AR Gruis — Anomaly score: 0.935. The light curve had distinctly square-shaped dips — flat bottoms with steep sides. That is the signature of total eclipses in a binary star system: one star completely blocks the other. Known eclipsing binary, catalogued since 1969. The pipeline found the 11.5-day period and classified it correctly.
These validate the system. The autoencoder correctly assigns extreme scores to genuinely extreme objects. The classifier correctly separates eclipsing binaries from planetary transits. Both are necessary before trusting it on something truly unknown.
What Happens Next
After Sector 1, I retrain the autoencoder on the thousands of confirmed-quiet stars the scan found. Then I scan Sector 56 — less-explored territory where the autoencoder's strength matters most. Each iteration:
Train on quiet stars → Scan sector → Collect confirmed-normal curves →
Retrain on larger set → Scan next sector with better model → RepeatThe model gets sharper every cycle. By the time it has seen several sectors, the things it still flags as UNKNOWN will be genuinely unexplained.
What Would a Real Detection Look Like
If the pipeline encounters something real, it would look like this:
High anomaly score from the autoencoder
Every natural classifier fails to explain it
Technosignature module scores high across multiple independent indicators
Hypothesis generator ranks artificial explanations above natural ones
The signal is reproducible across multiple observation epochs
That convergence has not happened.

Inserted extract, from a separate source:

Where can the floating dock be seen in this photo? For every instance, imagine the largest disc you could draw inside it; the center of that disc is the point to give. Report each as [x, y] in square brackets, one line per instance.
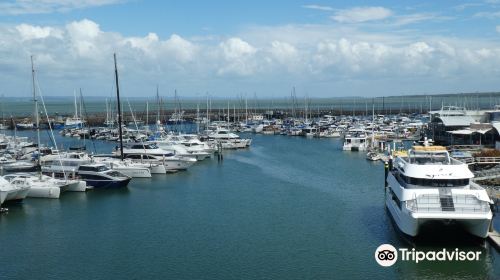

The honest expectation is that most sectors will produce nothing. But the value is not that it will definitely find something. The value is that it is systematically scanning data nobody else is scanning this way, and if something is there, the framework exists to catch it.
TESS is approved through 2028. There will be no shortage of data. The scan continues.
https://github.com/thekesslereffect/curvescope/
POOT is an alien from Uranus who does not give astronomical advice. The pipeline detects anomalies, not aliens. Extraordinary claims require extraordinary evidence. Do your own observation.